Softer US tone on nuclear talks

A Reagan administration campaign to moderate its views on nuclear war - and how it can be prevented - has been building for weeks. Designed to ease the concerns of West European allies as well as many Americans, the campaign exhibits a thrust and tone perceptibly softer than earlier Reagan administration statements and policies.

The new approach can be seen in Defense Secretary Caspar Weinberger's annual report to Congress, recent speeches, press conference responses, the Pentagon's secret five-year defense document and its report on Soviet military power.

The subtle but significant shift continues here on the south coast of Portugal as NATO defense ministers gather this week to discuss allied nuclear strategy.

While holding to the administration's ''zero option'' on intermediate-range nuclear weapons as the preferred goal for Europe, the American delegation, according to sources traveling with the Weinberger party, is here to listen and not preach. It wants to let West Europeans know that Washington is paying close attention to their concerns, and in fact is quite willing to consider other options.

''The ultimate result is to get rid of these weapons,'' said a senior official aboard the Weinberger flight to Portugal. ''Maybe there are other ways to reach that goal. That's one of the reasons why there's discussion going on about it in Washington.''

''One can imagine interim steps that would be in our interest,'' said another high-level official.

Observers find such comments significant, particularly since the Pentagon has been taking the harder line in resisting any movement away from the administration zero-option proposal, which would halt the planned deployment of 572 US-built Pershing II and ground-launched cruise missiles in NATO countries beginning this December, in return for the dismantling of 351 Soviet SS-20 rockets and other missiles aimed on Western Europe.

Talks in Geneva between the United States and the Soviet Union on the intermediate-range nuclear forces will recess next Monday for two months.
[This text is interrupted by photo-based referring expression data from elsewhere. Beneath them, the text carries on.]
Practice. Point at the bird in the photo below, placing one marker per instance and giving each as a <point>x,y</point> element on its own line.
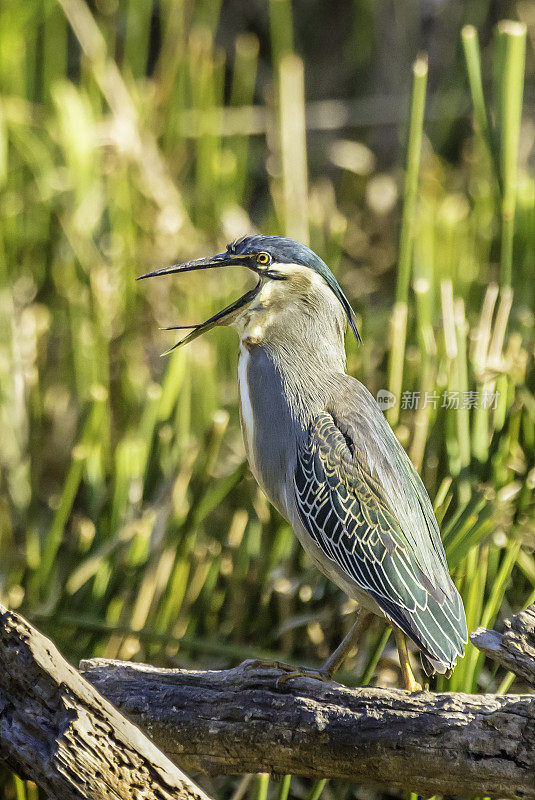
<point>323,452</point>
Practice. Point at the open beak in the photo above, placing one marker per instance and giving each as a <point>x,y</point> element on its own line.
<point>219,260</point>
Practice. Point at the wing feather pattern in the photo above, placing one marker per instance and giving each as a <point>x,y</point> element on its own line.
<point>363,503</point>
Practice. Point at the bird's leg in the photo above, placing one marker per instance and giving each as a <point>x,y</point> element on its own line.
<point>409,681</point>
<point>326,672</point>
<point>335,660</point>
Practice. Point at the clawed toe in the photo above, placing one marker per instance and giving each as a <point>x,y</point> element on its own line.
<point>260,663</point>
<point>314,674</point>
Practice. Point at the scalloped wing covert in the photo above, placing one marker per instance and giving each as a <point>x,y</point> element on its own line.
<point>348,510</point>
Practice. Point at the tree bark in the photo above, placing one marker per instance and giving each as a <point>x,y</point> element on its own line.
<point>56,729</point>
<point>240,720</point>
<point>513,649</point>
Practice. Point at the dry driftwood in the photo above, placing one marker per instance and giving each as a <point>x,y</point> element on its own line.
<point>57,730</point>
<point>513,649</point>
<point>239,720</point>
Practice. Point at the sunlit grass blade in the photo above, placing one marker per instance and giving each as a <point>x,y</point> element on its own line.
<point>399,314</point>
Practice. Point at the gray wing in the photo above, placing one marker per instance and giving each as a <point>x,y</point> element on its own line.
<point>363,503</point>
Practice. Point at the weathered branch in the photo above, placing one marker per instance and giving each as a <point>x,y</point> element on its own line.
<point>57,730</point>
<point>240,721</point>
<point>515,648</point>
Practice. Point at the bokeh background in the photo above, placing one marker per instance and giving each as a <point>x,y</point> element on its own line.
<point>138,133</point>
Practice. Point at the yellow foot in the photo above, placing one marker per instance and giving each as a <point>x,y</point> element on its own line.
<point>411,684</point>
<point>305,672</point>
<point>260,663</point>
<point>289,671</point>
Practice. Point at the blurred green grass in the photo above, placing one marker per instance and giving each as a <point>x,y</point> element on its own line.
<point>129,524</point>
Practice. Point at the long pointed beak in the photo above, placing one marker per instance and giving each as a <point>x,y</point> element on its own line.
<point>219,260</point>
<point>213,321</point>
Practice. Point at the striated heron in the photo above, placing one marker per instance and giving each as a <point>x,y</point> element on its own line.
<point>320,448</point>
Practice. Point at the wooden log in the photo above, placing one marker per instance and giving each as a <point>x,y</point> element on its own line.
<point>513,649</point>
<point>241,720</point>
<point>56,729</point>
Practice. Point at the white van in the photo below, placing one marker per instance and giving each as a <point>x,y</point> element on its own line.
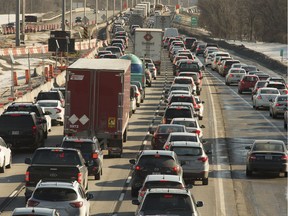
<point>171,32</point>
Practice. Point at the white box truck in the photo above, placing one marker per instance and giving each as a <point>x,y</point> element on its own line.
<point>148,44</point>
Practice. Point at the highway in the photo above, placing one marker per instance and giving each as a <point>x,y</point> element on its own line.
<point>230,124</point>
Any breakthrough is not expected before then, but evidence grows the US will agree to some interim position.

Such a step is being urged increasingly by the European allies and should be the prime topic for discussions, which begin here today, within NATO's Nuclear Planning Group.
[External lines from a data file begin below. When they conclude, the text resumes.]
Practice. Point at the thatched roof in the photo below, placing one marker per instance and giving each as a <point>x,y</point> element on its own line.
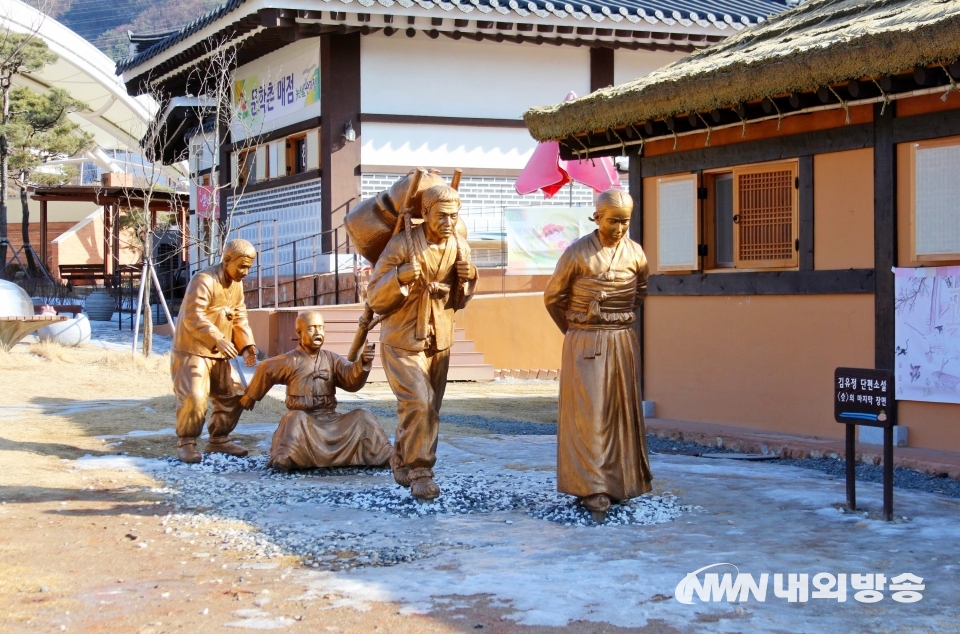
<point>819,43</point>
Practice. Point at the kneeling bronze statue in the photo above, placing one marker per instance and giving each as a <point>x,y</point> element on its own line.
<point>312,434</point>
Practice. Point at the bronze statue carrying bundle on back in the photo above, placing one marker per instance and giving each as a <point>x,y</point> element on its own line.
<point>421,275</point>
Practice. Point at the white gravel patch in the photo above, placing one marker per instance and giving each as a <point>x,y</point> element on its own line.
<point>236,501</point>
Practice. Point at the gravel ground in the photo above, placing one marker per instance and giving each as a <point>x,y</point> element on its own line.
<point>227,497</point>
<point>902,478</point>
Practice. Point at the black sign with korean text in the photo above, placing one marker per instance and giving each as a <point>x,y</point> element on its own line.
<point>863,397</point>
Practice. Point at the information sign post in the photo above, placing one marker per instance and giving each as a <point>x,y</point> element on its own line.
<point>865,397</point>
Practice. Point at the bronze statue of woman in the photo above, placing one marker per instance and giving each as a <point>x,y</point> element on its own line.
<point>599,282</point>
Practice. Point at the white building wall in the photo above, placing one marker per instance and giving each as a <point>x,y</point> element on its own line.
<point>628,65</point>
<point>445,146</point>
<point>447,78</point>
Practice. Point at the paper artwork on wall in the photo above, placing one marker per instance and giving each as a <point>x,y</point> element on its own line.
<point>927,360</point>
<point>537,236</point>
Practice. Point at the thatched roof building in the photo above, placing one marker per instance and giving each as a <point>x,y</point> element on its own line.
<point>823,52</point>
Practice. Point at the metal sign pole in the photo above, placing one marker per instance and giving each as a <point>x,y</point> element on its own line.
<point>866,397</point>
<point>888,474</point>
<point>851,467</point>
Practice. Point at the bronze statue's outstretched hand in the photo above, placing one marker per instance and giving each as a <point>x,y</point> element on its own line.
<point>408,273</point>
<point>250,356</point>
<point>226,347</point>
<point>466,270</point>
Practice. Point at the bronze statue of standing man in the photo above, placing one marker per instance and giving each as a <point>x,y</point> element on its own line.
<point>599,282</point>
<point>211,330</point>
<point>418,282</point>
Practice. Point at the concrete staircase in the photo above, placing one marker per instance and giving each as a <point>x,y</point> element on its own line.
<point>341,322</point>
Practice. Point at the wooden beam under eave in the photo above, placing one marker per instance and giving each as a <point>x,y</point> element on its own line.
<point>340,104</point>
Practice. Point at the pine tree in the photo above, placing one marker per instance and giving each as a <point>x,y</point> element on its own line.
<point>19,53</point>
<point>38,130</point>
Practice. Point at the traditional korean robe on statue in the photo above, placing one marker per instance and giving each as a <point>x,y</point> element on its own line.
<point>601,443</point>
<point>312,433</point>
<point>417,335</point>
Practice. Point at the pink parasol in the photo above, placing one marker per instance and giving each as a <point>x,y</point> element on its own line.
<point>548,172</point>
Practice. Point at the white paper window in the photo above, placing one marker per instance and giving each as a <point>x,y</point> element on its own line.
<point>272,160</point>
<point>261,165</point>
<point>313,150</point>
<point>937,200</point>
<point>677,223</point>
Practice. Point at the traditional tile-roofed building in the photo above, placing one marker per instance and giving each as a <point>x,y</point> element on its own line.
<point>779,178</point>
<point>440,84</point>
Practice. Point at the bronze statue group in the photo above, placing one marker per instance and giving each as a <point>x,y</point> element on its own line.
<point>421,275</point>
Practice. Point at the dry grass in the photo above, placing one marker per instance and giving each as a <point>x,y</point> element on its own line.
<point>127,362</point>
<point>50,350</point>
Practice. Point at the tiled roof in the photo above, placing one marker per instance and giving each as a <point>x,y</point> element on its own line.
<point>631,14</point>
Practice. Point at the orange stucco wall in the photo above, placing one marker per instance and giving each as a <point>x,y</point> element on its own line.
<point>843,210</point>
<point>514,332</point>
<point>931,425</point>
<point>762,362</point>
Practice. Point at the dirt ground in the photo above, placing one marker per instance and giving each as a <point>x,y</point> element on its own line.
<point>87,550</point>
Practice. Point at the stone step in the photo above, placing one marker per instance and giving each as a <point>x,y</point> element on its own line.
<point>347,337</point>
<point>457,355</point>
<point>481,372</point>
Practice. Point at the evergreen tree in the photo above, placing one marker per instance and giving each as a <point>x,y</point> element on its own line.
<point>38,130</point>
<point>19,53</point>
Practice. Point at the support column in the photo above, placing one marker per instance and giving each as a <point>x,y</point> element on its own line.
<point>43,235</point>
<point>635,185</point>
<point>339,104</point>
<point>115,269</point>
<point>601,68</point>
<point>884,232</point>
<point>107,239</point>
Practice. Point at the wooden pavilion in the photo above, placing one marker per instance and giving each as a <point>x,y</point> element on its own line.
<point>114,199</point>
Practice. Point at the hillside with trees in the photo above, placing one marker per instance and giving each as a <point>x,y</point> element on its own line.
<point>105,22</point>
In recent days, government leaders in West Germany, Italy, Britain, and the Netherlands have publicly counseled President Reagan to be more ''flexible'' at Geneva. NATO Secretary-General Joseph Luns, over the weekend, went so far as to describe the American zero option as ''not obtainable.''

At the same time, discussions at what one official calls ''a rather exalted level'' have been taking place within the administration on how to break the Geneva deadlock without sacrificing the ultimate goal of removing the triple-warheaded Soviet SS-20s, which recently increased to 351.
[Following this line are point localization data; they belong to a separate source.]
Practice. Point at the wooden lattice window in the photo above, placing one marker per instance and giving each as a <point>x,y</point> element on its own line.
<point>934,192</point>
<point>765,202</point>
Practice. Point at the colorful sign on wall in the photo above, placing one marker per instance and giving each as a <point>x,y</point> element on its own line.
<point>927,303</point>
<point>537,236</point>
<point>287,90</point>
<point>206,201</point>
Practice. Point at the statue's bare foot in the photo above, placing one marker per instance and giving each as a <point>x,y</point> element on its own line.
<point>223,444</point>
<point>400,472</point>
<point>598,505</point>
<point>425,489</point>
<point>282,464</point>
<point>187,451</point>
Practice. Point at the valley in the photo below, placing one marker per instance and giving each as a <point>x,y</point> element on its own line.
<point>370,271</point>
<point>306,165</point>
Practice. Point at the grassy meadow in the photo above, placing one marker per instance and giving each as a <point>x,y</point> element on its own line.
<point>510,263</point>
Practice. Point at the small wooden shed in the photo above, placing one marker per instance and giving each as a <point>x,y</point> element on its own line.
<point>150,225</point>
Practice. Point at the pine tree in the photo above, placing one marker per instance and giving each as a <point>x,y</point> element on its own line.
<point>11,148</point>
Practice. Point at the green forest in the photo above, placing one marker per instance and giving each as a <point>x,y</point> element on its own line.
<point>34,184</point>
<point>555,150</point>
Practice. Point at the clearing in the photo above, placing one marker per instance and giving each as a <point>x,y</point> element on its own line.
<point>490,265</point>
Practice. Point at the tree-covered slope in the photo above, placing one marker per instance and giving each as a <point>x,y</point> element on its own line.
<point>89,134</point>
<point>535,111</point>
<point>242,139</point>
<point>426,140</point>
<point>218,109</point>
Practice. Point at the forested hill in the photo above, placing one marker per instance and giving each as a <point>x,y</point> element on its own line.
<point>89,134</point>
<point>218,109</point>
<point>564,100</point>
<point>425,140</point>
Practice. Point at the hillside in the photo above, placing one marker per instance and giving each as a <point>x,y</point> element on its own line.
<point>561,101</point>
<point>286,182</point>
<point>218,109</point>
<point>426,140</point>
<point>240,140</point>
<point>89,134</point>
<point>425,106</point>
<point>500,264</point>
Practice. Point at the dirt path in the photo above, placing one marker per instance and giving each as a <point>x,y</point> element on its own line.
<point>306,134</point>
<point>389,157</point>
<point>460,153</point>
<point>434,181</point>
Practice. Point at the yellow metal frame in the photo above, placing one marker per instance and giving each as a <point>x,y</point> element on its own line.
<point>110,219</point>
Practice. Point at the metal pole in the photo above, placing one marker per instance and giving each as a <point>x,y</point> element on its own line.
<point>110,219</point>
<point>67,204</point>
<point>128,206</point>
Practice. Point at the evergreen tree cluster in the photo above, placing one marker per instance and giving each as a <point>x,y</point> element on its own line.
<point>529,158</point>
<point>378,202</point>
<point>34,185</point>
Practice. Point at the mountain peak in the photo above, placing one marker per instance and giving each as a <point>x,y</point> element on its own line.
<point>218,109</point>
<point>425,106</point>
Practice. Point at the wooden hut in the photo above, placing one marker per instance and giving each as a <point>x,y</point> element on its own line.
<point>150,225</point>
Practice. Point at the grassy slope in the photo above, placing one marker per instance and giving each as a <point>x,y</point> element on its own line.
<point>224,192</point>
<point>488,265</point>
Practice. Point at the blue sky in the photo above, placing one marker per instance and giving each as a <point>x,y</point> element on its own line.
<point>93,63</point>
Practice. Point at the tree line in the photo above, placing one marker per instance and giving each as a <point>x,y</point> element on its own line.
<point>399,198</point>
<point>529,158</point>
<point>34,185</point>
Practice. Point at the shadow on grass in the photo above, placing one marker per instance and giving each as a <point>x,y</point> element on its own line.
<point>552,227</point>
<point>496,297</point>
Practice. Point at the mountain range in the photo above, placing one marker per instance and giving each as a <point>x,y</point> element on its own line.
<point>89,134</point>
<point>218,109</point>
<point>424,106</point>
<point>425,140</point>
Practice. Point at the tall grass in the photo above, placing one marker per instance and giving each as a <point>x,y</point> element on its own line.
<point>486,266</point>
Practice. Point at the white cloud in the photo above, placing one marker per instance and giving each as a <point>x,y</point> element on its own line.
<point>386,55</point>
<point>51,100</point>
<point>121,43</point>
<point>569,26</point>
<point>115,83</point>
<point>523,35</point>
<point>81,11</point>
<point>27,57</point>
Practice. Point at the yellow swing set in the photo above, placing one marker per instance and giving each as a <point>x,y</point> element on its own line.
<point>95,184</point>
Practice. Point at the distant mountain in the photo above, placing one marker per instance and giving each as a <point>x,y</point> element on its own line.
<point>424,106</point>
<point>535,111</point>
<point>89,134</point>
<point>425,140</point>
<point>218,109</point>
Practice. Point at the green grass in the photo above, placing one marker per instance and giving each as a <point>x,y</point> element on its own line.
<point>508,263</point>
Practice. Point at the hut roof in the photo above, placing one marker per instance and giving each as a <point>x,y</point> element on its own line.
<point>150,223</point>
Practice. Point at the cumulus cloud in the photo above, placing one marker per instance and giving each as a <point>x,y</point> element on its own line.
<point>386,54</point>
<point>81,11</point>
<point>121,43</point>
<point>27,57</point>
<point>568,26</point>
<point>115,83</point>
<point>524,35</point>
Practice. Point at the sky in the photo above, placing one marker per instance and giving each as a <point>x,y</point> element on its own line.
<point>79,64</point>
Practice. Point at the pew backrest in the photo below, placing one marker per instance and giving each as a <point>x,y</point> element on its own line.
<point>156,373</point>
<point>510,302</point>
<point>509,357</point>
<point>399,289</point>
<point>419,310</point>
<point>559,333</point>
''There are ways to do it,'' says one official known to be a hard-liner.''There may well be some interim positions that would have the effect of dramatizing our flexibility.''

Among those under discussion: reducing NATO's full-deployment goal to something less than 572 missiles in response to a Soviet counteroffer; broadening the basis of discussion to include nuclear-capable aircraft; and deploying some NATO missiles while the Soviets reduce theirs, then holding a ''dismantling party'' at which all such weapons are taken apart in plain view.

''There are a lot of possibilities,'' said a senior US defense official, describing additional instructions likely to be given to US negotiators during the hiatus before talks resume in June on intermediate-range forces. But none of this is expected to happen quickly or easily, and political volatility on both sides of the Atlantic is an important factor.

* The US is holding firm to the four principles outlined by President Reagan: equal levels of weapons on both sides; no inclusion of French and British strategic forces in the talks; not allowing the Soviets merely to move the mobile rockets east of the Urals; and an ability to verify an arms agreement.

To these, a senior US defense official added a fifth principle: Don't diminish NATO conventional forces by bargaining away aircraft which are ''dual-capable' (able to carry nuclear or nonnuclear arms) and in which the Soviet Union has a distinct advantage.

''It would be a bitter irony if, in order to achieve an agreement affecting nuclear forces, we were to so impair our conventional capability that we would become even more dependant on our nuclear forces than we are today,'' said a high-level source.

* There still is serious question whether the US will deploy its MX strategic missile on home soil, a prospect noted with some irony by West Europeans. Meanwhile, the American nuclear freeze movement is being watched with keen interest here.

So too is the continuing flap in Washington over the Senate's resistance to confirming Kenneth Adelman as Reagan's choice as director of the Arms Control and Disarmament Agency (ACDA). In the view of some West Europeans, this reinforces the impression that the Reagan administration is less than fully enthusiastic about arms control.

The feeling among US officials is that the Soviet Union stalled in Geneva before the West German election March 6, which reaffirmed Chancellor Helmut Kohl's relatively conservative mandate. European antinuclear rallies planned for Easter may be a key staging point for US-Soviet negotiations.